Moreover, it admits that there probably is enough evidence in the record to require that petitioners be considered 'to have been actually domiciled in Nevada.' In the second place, the verdict against petitioners was a general one. “It was there held that a divorce granted by Nevada, on a finding that one spouse was domiciled in Nevada, must be respected in North Carolina, where Nevada's finding of domicile was not questioned though the other spouse had neither appeared nor been served with process in Nevada and though recognition of such a divorce offended the policy of North Carolina.” The ruling: both Mr. Williams and Ms. Hendrix were “convicted of bigamous cohabitation” and were sentenced to a term of years in a state prison.

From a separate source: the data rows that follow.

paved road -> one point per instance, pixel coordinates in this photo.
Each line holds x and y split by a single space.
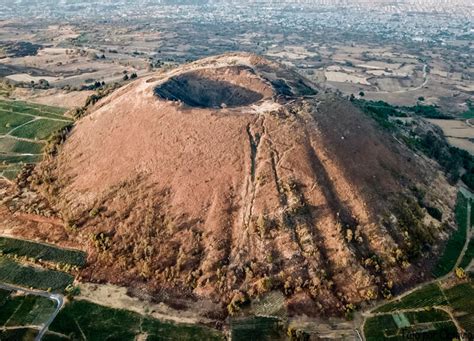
58 298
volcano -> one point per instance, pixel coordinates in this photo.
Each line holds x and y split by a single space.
232 177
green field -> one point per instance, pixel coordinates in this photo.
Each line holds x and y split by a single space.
24 310
257 328
21 334
431 322
14 273
42 251
13 145
461 299
383 327
24 128
428 296
19 313
468 256
456 242
82 319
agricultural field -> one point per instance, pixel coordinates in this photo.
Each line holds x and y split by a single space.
24 130
457 240
423 314
428 296
14 273
22 315
461 300
83 320
39 251
425 325
257 328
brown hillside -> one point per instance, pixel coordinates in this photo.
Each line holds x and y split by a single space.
233 176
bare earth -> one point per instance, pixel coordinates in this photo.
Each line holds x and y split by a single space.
246 182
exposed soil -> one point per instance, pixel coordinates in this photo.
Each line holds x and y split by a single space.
284 190
196 90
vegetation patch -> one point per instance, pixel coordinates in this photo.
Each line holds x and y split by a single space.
428 296
81 320
32 277
461 300
42 252
256 328
10 120
18 334
456 242
39 129
383 327
432 144
25 310
468 256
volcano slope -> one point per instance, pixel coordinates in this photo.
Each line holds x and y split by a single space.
233 176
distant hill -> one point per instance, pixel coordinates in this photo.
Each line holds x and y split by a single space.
233 176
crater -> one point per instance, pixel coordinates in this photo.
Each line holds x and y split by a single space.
208 89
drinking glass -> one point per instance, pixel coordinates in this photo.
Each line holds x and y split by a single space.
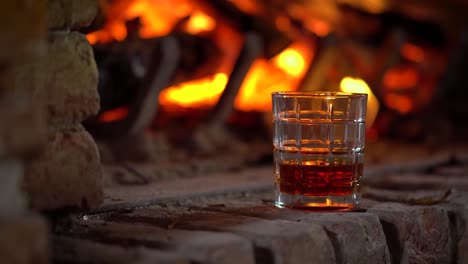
318 144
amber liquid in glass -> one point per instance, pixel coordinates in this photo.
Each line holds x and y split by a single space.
315 179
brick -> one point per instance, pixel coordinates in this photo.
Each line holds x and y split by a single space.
24 240
416 234
72 14
418 181
65 79
75 250
275 241
357 237
66 174
198 246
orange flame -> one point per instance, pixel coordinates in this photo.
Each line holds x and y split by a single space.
283 72
159 17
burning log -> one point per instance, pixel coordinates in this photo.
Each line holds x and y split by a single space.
133 72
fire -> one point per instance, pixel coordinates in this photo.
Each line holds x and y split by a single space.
356 85
159 17
282 72
198 93
200 22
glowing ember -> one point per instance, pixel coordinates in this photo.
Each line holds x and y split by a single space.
197 93
159 17
283 72
292 62
199 22
355 85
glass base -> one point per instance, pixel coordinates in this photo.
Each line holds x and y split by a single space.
318 203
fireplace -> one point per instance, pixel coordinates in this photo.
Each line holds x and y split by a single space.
164 107
201 66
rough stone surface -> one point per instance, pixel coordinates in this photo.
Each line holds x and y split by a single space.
24 240
67 174
75 250
72 14
198 246
416 234
65 79
275 241
357 237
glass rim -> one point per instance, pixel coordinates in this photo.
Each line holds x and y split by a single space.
318 94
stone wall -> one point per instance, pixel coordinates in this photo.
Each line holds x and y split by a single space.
67 173
24 235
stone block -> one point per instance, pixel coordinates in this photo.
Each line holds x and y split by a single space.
198 246
66 174
276 241
357 237
71 14
24 240
75 250
416 234
65 79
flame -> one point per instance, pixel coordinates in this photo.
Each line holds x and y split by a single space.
159 17
197 93
356 85
200 22
291 61
282 72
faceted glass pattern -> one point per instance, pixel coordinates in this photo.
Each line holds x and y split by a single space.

== Subsequent developments ==
Once the decision was made in the Williams et al. v. State of North Carolina trial, the ruling stood for two years before being called back to trial in 1944 to reexamine the decision. “The record from the 1942 trial did not present the question whether North Carolina had the power to refuse full faith and credit to Nevada divorce decrees because, contrary to the findings of the Nevada court, North Carolina finds that no bona fide domicile was acquired in Nevada.” The Supreme Court ruled that, The Nevada divorces were valid, and must be given full faith and credit by North Carolina, if the travelers really were domiciled in Nevada when they received their divorces. However, domicile was a jurisdictional requirement for the Nevada courts; North Carolina might constitutionally retry the issue of the previous Nevada domicile, and, if its courts found that domicile lacking, might punish its straying residents.

Since the Williams et al. v. State of North Carolina case from 1942, American law in this area has changed in two distinct but related ways. “First, all 50 states (as of 1985) now permit the dissolution of marriage on at least one ‘no fault’ ground. Second, in a variety of contexts the Supreme Court has recognized not only a constitutional right to marry but a broad freedom of intimate association.” It is unlikely that a state would go to such great lengths to preserve a marriage against the will of one spouse and that the trial would be given the same weight today that it was given in the 1940s.